Abrió un nuevo documento, no para su novela, sino para su curriculum vitae. Lo reescribió febrilmente, quitando sus logros literarios que ahora parecían irrelevantes y enfatizando sus habilidades organizativas y de comunicación que, en realidad, usaba para gestionar la vida de sus personajes y mantener sus tramas en perfecto orden.
Una risa floja se le escapó. Esta sería su más grande ficción, la que le permitiría, quizás, escribir la verdad.
-Aquí vamos -murmuró al aire, su voz resonando en el silencio de su estudio, mezclada con los sonidos de Madrid que ahora le parecían una invitación a la aventur a -A vivir la pasión, a las malas. O a las muy, muy malas. A quemarme o a que me quemen.
El sol se colaba a través de las cortinas de su balcón, una caricia incongruente con la tormenta de nervios que Clara Romero sentía en su estómago.
Era martes. Día de la entrevista. Día de la verdad. O, más bien, día de la gran actuación. Saltó de la cama como un resorte, la adrenalina ya bombeando por sus venas, el reloj digital marcando las 6:30 AM con una frialdad numérica que la exasperaba. No había tiempo para el lánguido ritual de su desayuno habitual ni para las meditaciones frente a la página en blanco. Hoy, el guion era otro.
Se movió por su apartamento con una energía inusual, casi febril. El aroma a café molido llenó la pequeña cocina, pero lo bebió de pie, casi de un trago, sin disfrutarlo, los ojos clavados en su propio reflejo en el cristal de la ventana.
¿Quién era esa mujer con el ceño fruncido y la mirada tensa? La escritora de romances que se disfrazaba de asistente ejecutiva para encontrar la pasión.
La idea, absurda y cómica a partes iguales, le arrancó una risa hueca, un resorte de humor nervioso que se le escapó a pesar del nudo en el estómago.
Frente al armario, la batalla continuó. Necesitaba una armadura, algo que gritara "competencia", "eficiencia" y "profesionalidad" y silenciara el "caos creativo" que la habitaba.

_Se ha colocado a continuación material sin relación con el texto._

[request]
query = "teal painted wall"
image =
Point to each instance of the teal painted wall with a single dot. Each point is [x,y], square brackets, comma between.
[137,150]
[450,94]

Su uniforme elegido para la ocasión era el mismo que había visualizado la víspera: un pantalón de tela oscuro, una blusa de seda color marfil que rara vez usaba y que ahora le parecía extrañamente formal, el blazer negro de corte impecable que le daba un aire de seriedad impostada. Se observó en el espejo: el cabello, habitualmente indomable, con sus ondas naturales, ahora estaba recogido en una cola de caballo baja, tan tirante que le dolían las sienes. El maquillaje era mínimo, casi inexistente, solo un toque de rouge à lèvres discreto.
Quería parecer invisible, profesional, una pizarra limpia sobre la que Marcos Soler pudiera proyectar sus expectativas más altas. O su desprecio más profundo. La imagen en el espejo era la de una desconocida, pulcra y seria. Perfecta.

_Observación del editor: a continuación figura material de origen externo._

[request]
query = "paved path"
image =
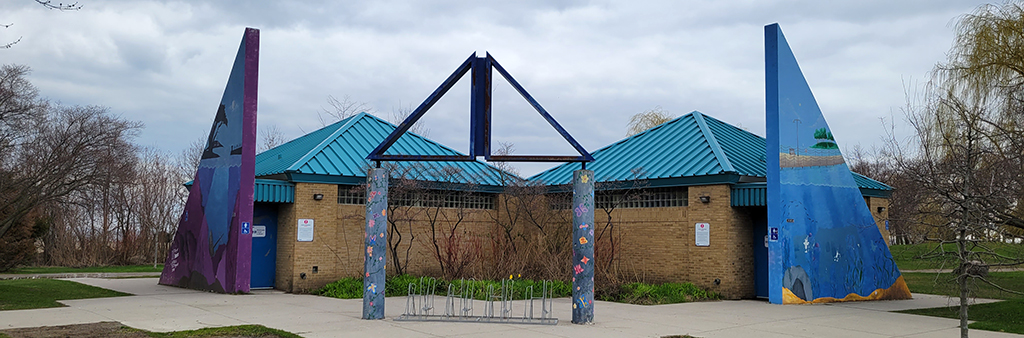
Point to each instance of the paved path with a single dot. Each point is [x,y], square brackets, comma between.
[77,276]
[947,270]
[166,308]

A las 8:15 AM, el taxi se detuvo frente al imponente edificio de la Editorial Soler, en el Paseo de la Castellana. Un gigante de cristal y acero que reflejaba el cielo madrileño con una frialdad que la hizo estremecer. Impecable, imponente, con una placa discreta pero elegante junto a la entrada, justo como se había imaginado que sería el templo de un hombre como Marcos Soler.
Clara se sintió una pequeña hormiga frente a un monolito pulido, a punto de ser aplastada o, quizás, de encontrar un nuevo y fascinante camino.
El aire olía a asfalto caliente y al dulce perfume de los tilos recién florecidos, una combinación extraña que se colaba entre los modernos edificios.
Al cruzar las puertas giratorias de cristal, un soplo de aire acondicionado la recibió, el vestíbulo era amplio, casi cavernoso, con pisos de mármol pulido que reflejaban las luces del techo como un espejo inmaculado.